Judge strikes down lawsuit against Allied Arts project Judge strikes down lawsuit against Allied Arts project (June 02, 2004)

** Neighbors haven't yet decided whether to appeal.

By Rebecca Wallace
Almanac Staff Writer

As the Allied Arts Guild readies for reopening this fall, one obstacle has been removed -- a lawsuit that sought to put the brakes on the project.

A group of neighbors had claimed last year that the city hadn't sufficiently studied the possible effects of the Menlo Park guild's renovation and expansion, including traffic and noise from a higher number of special events. But San Mateo County Superior Court Judge Quentin Kopp ruled against the neighbors on May 24.

In his opinion, Judge Kopp wrote that the city, Allied Arts and the Woodside-Atherton Auxiliary, whose volunteers run the guild, "have acted with palpable care, consideration and scrupulous conformance with state and city statutes and ordinances."

The three groups have worked in good faith to mitigate any fall-out from the project, he wrote. For example, the city permit includes limitations on the number of guild events to "reduce any neighborhood traffic, noise and pedestrian safety effects and prevent abuse of the residential character of the neighborhood," he wrote.

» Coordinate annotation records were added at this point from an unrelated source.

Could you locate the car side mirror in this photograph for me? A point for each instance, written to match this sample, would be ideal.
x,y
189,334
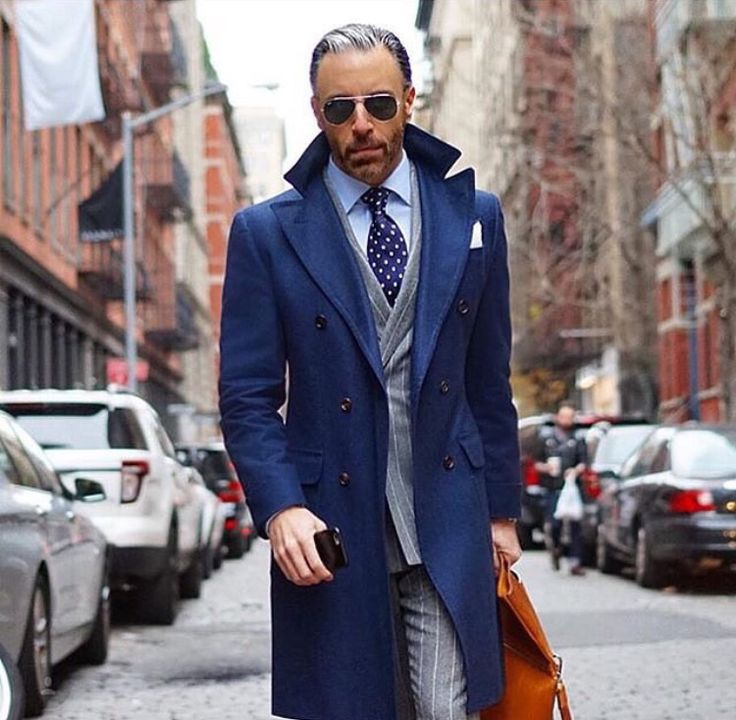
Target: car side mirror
x,y
88,490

The guild is also appointing a liaison to handle any neighborhood complaints, he added.

To help cover about $8 million worth of renovations to the guild's 1920s Spanish-style buildings, the auxiliary plans to expand operations to hold 43 evening events annually. The auxiliary had initially sought city permission for 50 to 60 evening events, but changed the number in the face of neighborhood opposition.

Kathy Parker, a member of the Allied Arts Neighbors group that filed the suit, said she was disappointed by the decision but didn't yet know whether the neighbors would appeal. The group still needs to meet to discuss the matter, she said.

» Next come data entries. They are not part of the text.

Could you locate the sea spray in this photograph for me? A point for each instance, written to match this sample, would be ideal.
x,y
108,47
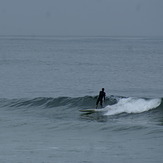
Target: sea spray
x,y
132,105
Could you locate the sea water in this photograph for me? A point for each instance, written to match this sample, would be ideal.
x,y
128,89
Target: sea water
x,y
45,82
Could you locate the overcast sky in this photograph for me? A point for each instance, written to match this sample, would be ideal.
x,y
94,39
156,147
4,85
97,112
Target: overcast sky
x,y
82,17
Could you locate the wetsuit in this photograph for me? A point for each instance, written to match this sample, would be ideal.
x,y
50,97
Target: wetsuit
x,y
100,97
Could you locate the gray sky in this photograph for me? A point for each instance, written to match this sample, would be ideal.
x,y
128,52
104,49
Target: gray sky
x,y
82,17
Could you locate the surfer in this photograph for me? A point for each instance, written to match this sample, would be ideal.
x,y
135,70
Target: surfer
x,y
101,96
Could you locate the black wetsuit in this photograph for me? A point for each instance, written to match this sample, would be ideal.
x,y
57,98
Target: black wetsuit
x,y
100,97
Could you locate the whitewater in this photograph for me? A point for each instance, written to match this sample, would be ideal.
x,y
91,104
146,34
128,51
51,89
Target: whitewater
x,y
46,81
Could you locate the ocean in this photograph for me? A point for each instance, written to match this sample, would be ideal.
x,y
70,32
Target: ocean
x,y
45,81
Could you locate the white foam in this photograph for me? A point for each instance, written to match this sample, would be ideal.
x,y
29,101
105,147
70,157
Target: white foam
x,y
132,105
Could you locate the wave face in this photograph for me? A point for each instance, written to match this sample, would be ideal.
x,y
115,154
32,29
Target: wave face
x,y
113,105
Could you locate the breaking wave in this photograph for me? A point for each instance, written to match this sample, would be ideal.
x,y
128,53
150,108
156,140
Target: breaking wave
x,y
113,105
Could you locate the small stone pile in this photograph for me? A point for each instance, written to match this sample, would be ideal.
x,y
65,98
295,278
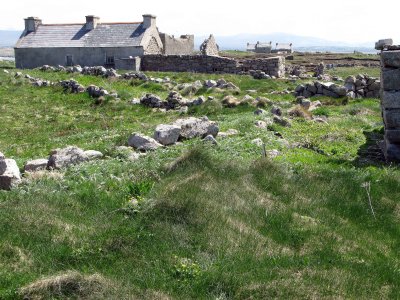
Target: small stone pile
x,y
95,71
173,101
258,74
135,75
72,86
359,86
390,101
99,71
221,84
9,173
319,70
169,134
96,92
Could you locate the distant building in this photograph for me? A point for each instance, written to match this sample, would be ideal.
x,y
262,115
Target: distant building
x,y
251,47
283,48
267,48
184,45
116,45
259,47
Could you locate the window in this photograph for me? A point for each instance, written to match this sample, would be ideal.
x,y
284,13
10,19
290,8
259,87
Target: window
x,y
69,60
110,60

"I hope that this wouldn't discourage anybody from standing up for their own neighborhood," she said.

Meanwhile, Cheryl Benedict, who chairs the auxiliary's Traditional Shop committee, said of the lawsuit, "We're delighted to have it over with."

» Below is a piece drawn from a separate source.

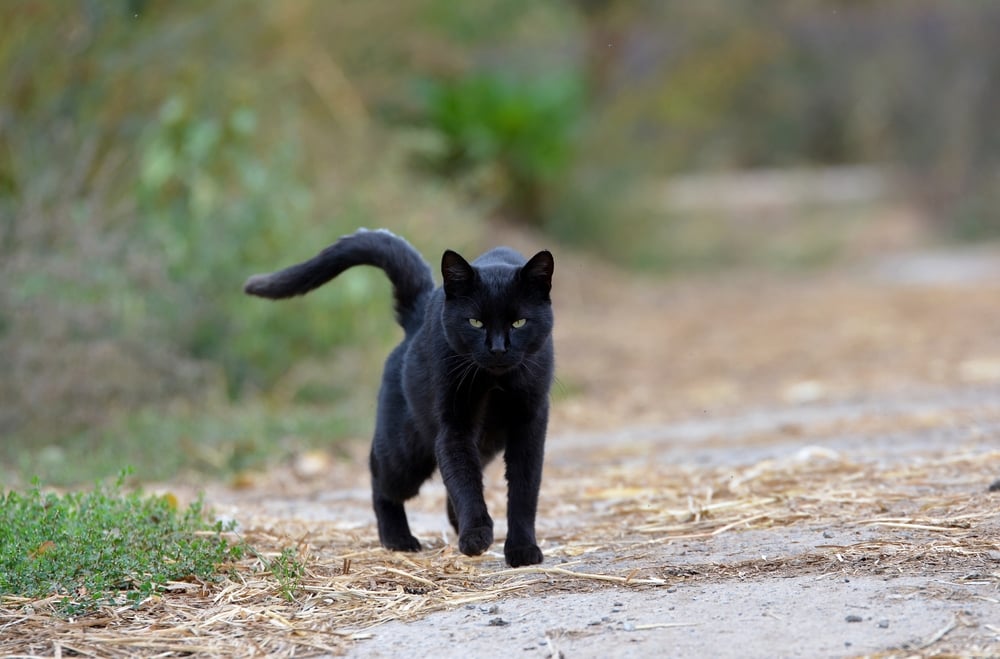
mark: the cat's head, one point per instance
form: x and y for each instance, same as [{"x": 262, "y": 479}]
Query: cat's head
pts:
[{"x": 497, "y": 310}]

Despite the concern among some neighbors about the expansion of events, the renovation work on the old guild had been more widely supported and has been proceeding along. Much of the work is completed, including repairing water and termite damage and refurbishing metal work at the windows.

The guild has been closed to the public since 2002.

Last year, the work was estimated to cost about $7 million, but the cost has since climbed to about $8 million, partly because of costs associated with the two-year battle with the neighbors' group, auxiliary president Barb Carson said. In addition, there turned out to be more termite damage than expected, she said.

The auxiliary is planning some grand opening activities for September, and the Traditional Shop is set to reopen October 1, Ms. Benedict said. New features will include wheelchair-accessible bathrooms, air conditioning, seismic repairs, and spruced-up landscaping.

Events and sales at the guild benefit the Lucile Salter Packard Children's Hospital at Stanford.